Transcription and Markup Procedure
Ideally, in undertaking to transcribe a corpus of the size of the WSC, one would use a few highly trained transcribers. Unfortunately, our resources were very limited and so transcription was spread over a considerable period, resulting in a much higher turn-over of transcribers than was desirable.
We adopted the following procedures in relation to transcription and markup (see also Johnson and Holmes 1996).
1. Checking eligibility
Because transcribing is so time consuming, ideally tapes were not transcribed until the sound quality of the recording and the eligibility of contributors as speakers of NZE had been checked, and background information sheets had been obtained for all contributors.
2. Cover sheet
A cover sheet was created for every transcription. These coversheets included a range of information in terms of recording, speaker and transcription details. In the release version of the WSC, these coversheets have been removed, but this information is provided in section 15, Texts. It is also available in the database files included on the WSC CD (see section 17, Database Files).
A detailed Transcription Manual describing the main conventions adopted for the transcription of the WSC is being prepared for publication. The main conventions adopted are outlined in Johnson and Holmes (1996). The conventions were modified for the release version of the WSC and the ones adopted in this release version are described in section 14, Transcription and Markup Conventions.
Proofreading was undertaken by a different person from the transcriber.

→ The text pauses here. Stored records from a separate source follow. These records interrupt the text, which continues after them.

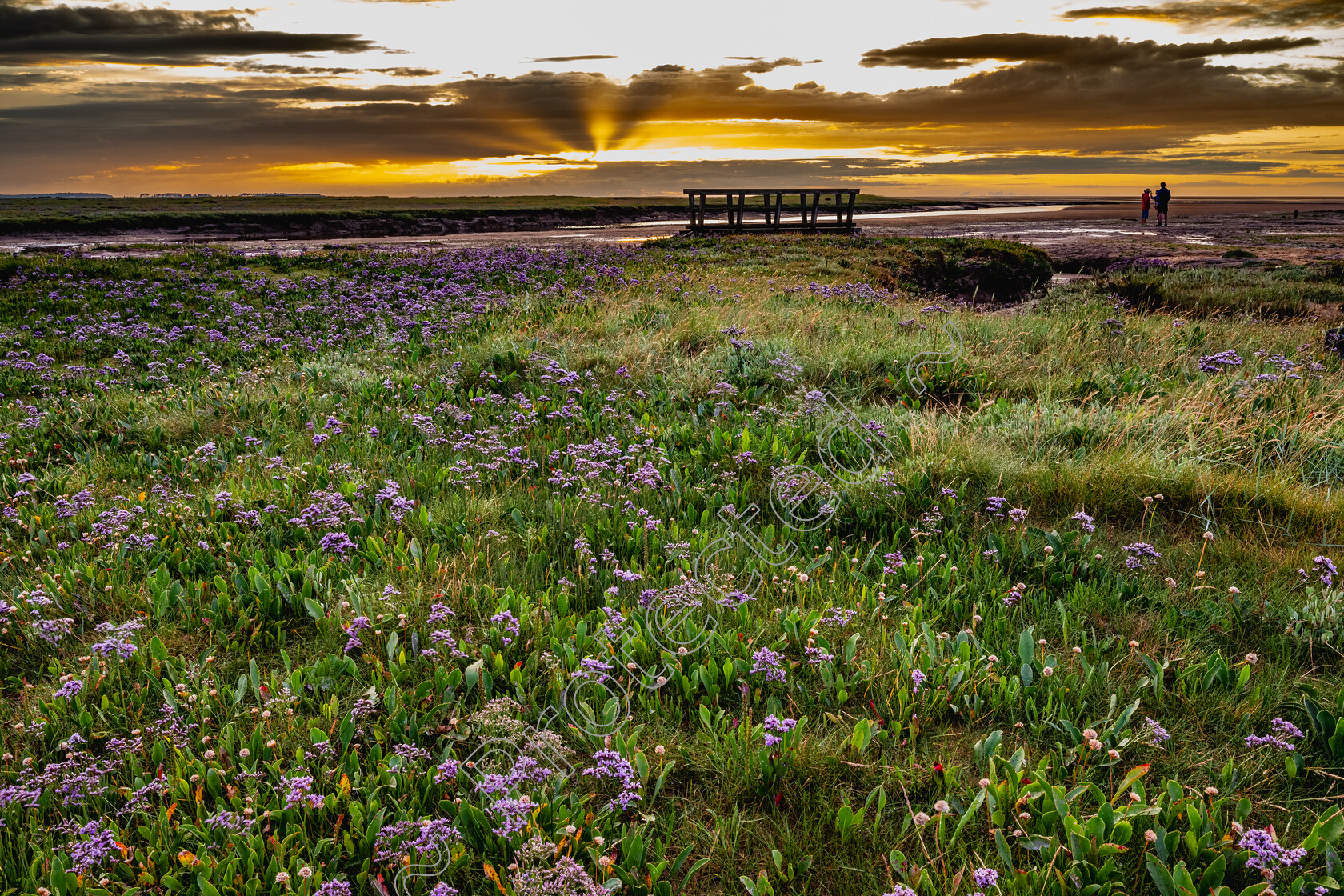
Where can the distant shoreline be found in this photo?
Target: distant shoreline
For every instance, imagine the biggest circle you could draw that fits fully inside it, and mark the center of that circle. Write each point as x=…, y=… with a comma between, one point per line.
x=193, y=219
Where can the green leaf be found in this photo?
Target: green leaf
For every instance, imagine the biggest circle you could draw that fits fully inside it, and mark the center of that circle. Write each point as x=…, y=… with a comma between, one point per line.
x=1004, y=854
x=1134, y=774
x=966, y=816
x=1027, y=646
x=1213, y=876
x=1162, y=878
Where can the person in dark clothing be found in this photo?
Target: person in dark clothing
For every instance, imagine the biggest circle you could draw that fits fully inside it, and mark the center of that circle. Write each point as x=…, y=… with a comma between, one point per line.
x=1162, y=198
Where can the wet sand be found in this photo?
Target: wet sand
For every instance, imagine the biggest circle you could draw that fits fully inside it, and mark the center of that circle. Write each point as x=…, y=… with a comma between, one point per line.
x=1083, y=237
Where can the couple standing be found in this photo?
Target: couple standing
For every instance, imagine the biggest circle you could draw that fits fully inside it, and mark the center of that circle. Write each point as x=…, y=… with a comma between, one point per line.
x=1162, y=198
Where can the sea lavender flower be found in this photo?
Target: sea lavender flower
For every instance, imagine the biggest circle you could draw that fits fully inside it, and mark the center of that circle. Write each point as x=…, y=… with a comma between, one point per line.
x=1282, y=730
x=512, y=814
x=770, y=662
x=1140, y=555
x=69, y=690
x=1268, y=856
x=1324, y=567
x=86, y=854
x=1219, y=362
x=118, y=640
x=776, y=727
x=336, y=543
x=230, y=822
x=510, y=623
x=608, y=763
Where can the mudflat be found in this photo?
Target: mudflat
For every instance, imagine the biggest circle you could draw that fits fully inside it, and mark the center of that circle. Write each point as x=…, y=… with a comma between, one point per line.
x=1077, y=237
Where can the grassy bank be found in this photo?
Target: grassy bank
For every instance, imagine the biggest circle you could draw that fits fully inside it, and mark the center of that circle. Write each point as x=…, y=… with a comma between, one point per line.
x=749, y=566
x=367, y=215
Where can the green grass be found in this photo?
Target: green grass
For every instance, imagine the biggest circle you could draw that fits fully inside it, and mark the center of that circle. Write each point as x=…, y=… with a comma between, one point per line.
x=391, y=214
x=491, y=387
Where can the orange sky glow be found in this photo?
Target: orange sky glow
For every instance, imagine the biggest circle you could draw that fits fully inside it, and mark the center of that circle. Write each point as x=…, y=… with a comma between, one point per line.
x=470, y=97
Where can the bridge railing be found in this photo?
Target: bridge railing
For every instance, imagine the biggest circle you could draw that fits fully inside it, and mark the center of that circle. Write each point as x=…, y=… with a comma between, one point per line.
x=739, y=210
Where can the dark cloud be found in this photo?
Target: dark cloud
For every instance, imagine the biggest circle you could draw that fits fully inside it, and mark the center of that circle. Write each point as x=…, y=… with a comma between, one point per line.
x=256, y=67
x=1065, y=51
x=1071, y=118
x=1039, y=164
x=21, y=79
x=570, y=58
x=1268, y=14
x=33, y=34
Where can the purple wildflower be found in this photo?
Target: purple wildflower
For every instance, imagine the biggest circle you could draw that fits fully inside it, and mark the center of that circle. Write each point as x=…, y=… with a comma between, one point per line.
x=770, y=662
x=774, y=727
x=608, y=763
x=1140, y=554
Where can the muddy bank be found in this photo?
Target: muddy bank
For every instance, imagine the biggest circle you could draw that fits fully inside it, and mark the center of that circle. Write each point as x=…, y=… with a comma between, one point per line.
x=130, y=223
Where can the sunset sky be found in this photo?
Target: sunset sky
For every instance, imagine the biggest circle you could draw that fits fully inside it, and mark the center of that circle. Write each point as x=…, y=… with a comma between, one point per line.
x=597, y=97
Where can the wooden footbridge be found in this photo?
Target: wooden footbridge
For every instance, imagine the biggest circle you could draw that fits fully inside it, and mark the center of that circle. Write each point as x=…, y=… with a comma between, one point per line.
x=765, y=210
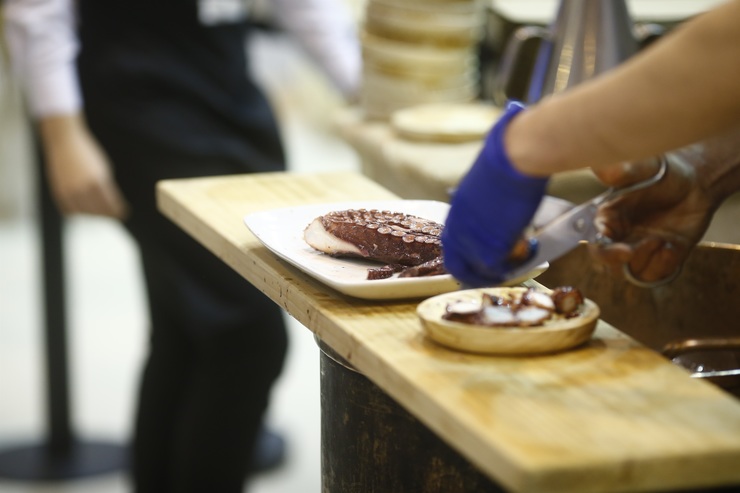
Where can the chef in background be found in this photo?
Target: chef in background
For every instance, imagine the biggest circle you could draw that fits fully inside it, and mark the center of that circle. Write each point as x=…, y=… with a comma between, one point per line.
x=683, y=92
x=129, y=92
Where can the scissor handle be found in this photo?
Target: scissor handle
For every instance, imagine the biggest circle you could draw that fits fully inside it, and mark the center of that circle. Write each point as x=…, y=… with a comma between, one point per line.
x=614, y=193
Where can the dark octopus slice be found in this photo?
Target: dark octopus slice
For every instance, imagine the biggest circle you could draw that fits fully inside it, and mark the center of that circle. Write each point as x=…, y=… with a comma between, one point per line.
x=392, y=238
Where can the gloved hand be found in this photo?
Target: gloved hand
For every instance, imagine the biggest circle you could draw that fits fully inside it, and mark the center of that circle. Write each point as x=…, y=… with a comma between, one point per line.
x=490, y=210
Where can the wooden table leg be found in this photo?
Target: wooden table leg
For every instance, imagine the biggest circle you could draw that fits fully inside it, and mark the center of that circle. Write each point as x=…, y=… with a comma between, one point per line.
x=369, y=443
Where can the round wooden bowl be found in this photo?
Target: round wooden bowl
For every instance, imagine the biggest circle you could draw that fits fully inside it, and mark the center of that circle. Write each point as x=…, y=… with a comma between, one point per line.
x=553, y=336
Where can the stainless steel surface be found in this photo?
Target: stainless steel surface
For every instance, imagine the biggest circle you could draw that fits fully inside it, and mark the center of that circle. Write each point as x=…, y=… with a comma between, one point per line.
x=714, y=359
x=587, y=37
x=566, y=231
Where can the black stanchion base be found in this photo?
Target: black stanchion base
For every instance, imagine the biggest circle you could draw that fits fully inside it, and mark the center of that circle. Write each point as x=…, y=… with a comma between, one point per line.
x=81, y=460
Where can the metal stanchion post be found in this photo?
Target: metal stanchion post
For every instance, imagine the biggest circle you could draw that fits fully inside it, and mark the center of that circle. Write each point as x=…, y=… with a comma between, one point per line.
x=61, y=455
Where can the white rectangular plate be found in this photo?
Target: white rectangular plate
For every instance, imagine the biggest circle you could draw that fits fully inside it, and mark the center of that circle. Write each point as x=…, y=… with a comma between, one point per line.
x=281, y=231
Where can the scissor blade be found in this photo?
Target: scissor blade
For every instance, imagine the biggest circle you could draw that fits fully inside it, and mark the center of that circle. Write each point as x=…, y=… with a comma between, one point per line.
x=559, y=236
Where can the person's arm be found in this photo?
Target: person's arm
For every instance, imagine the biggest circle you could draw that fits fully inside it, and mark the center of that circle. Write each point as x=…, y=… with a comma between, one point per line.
x=43, y=46
x=682, y=89
x=328, y=33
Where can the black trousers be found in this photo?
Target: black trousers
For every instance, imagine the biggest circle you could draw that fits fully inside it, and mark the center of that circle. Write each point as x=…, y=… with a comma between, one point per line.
x=217, y=344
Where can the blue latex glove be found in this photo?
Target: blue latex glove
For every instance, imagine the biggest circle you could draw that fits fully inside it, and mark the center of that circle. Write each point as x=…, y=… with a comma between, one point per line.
x=490, y=210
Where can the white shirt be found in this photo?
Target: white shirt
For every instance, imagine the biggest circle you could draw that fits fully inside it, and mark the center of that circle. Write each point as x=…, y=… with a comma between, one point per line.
x=41, y=36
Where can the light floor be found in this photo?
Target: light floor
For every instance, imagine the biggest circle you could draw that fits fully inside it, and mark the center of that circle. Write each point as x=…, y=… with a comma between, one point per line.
x=107, y=320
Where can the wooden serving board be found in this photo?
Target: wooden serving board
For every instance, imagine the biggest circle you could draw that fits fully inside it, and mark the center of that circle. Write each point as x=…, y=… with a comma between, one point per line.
x=609, y=416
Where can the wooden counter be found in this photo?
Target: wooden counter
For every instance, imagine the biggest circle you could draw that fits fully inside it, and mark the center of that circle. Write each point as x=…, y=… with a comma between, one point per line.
x=610, y=416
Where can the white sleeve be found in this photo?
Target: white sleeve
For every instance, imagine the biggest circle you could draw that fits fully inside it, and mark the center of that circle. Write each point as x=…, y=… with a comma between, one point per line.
x=43, y=45
x=328, y=32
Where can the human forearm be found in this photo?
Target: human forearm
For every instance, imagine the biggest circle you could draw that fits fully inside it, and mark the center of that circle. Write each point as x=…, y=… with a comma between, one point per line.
x=43, y=47
x=679, y=91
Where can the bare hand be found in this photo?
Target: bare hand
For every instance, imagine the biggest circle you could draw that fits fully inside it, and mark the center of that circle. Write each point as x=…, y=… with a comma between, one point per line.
x=79, y=174
x=655, y=229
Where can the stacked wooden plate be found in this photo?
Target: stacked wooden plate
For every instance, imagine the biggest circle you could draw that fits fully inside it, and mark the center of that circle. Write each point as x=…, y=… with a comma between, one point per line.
x=419, y=51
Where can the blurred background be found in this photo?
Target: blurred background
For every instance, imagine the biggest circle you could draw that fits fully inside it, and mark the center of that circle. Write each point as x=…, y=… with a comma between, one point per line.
x=107, y=320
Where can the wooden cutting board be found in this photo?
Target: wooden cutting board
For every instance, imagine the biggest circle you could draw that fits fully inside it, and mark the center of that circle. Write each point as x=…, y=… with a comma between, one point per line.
x=609, y=416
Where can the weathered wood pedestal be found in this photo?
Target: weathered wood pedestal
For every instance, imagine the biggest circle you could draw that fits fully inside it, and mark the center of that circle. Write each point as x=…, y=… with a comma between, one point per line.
x=369, y=443
x=611, y=416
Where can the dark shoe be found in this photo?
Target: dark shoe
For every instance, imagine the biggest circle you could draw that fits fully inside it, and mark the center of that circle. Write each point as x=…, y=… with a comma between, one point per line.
x=269, y=453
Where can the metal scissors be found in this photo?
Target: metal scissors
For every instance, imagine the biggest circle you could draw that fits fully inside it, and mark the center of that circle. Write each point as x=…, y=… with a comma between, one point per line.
x=566, y=231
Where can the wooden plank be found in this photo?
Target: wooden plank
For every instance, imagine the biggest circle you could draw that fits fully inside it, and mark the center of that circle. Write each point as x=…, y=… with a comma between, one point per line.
x=610, y=416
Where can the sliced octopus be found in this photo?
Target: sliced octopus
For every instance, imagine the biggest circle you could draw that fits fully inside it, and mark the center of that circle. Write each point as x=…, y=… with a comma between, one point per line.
x=393, y=238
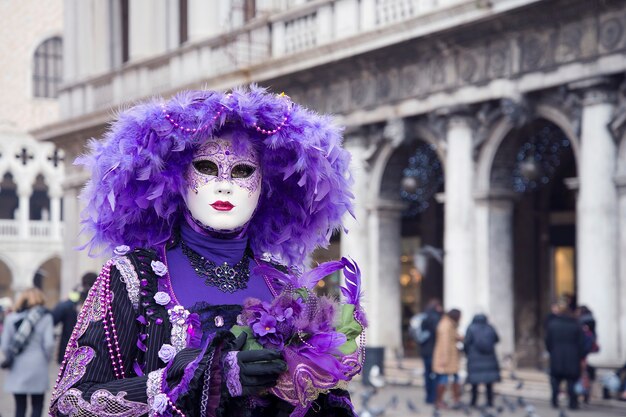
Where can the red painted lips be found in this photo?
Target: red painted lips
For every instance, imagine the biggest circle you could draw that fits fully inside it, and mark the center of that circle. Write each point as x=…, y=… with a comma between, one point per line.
x=222, y=206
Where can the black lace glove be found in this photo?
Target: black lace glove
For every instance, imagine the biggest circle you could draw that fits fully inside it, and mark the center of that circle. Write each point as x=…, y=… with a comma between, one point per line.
x=254, y=371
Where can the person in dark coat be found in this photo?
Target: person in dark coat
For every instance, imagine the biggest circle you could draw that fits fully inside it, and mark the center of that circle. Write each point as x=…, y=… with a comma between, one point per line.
x=482, y=363
x=28, y=338
x=433, y=313
x=588, y=372
x=565, y=341
x=66, y=312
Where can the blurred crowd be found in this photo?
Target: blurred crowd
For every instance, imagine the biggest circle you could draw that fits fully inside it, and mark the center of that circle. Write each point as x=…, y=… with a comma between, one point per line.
x=27, y=341
x=27, y=344
x=570, y=338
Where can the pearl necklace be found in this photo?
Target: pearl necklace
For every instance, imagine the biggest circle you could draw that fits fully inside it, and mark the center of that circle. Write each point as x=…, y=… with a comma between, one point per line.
x=224, y=277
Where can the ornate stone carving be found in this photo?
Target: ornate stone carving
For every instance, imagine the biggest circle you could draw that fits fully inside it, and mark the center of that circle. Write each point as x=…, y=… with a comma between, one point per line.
x=568, y=102
x=498, y=59
x=610, y=33
x=395, y=132
x=617, y=125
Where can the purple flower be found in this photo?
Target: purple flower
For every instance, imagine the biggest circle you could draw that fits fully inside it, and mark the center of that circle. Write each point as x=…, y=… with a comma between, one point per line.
x=265, y=325
x=285, y=314
x=159, y=268
x=162, y=298
x=159, y=403
x=121, y=250
x=167, y=352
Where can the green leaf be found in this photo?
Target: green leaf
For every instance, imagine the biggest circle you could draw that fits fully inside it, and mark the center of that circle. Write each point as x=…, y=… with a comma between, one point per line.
x=251, y=343
x=350, y=327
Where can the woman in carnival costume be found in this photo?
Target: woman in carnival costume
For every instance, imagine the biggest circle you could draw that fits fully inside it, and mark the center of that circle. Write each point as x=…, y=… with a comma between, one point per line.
x=211, y=202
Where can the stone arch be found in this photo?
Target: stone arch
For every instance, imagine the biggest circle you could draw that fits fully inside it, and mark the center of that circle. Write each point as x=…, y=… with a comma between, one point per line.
x=503, y=127
x=50, y=270
x=387, y=150
x=621, y=156
x=6, y=278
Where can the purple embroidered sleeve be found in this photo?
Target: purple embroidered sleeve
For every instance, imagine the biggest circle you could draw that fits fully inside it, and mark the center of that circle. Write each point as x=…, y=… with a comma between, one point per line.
x=74, y=369
x=103, y=404
x=233, y=382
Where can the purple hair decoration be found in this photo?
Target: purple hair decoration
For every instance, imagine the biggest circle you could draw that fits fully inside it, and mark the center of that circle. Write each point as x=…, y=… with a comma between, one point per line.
x=135, y=194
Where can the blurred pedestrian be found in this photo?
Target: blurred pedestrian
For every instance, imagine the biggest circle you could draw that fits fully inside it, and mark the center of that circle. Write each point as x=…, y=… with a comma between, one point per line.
x=424, y=327
x=446, y=358
x=565, y=342
x=66, y=312
x=27, y=344
x=482, y=362
x=588, y=372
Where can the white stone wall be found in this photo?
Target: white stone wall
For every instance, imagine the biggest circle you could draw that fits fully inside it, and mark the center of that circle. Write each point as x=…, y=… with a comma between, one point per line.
x=25, y=25
x=35, y=244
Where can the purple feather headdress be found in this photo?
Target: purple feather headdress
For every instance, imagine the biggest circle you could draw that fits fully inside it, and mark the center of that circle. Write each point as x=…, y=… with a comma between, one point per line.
x=135, y=195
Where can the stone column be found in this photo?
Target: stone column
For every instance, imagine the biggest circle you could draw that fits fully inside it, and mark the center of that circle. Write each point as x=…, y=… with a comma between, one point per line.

The original transcriber edited the tape on the basis of the proofreader's amendments. In cases where the transcriber disagreed with the proofreader's amendments, the points of disagreement were discussed. If an agreed transcription could not be reached, a third opinion was sought for arbitration. This process serves not only to ensure the quality of transcription is maintained but also as a valuable training method for transcribers.
6. Printing and filing
Once editing had been completed and the number of words in the extract recounted, a final copy of the transcript was printed and filed.
7. Manual Markup
After all extracts were edited, each extract was listened to again and manual markup was added. This included the insertion of text/intonation unit markers.
8. Automated markup
The remaining markup was automated and mainly involved replacing our transcription conventions with the sgml conformant ICE conventions (see section 14).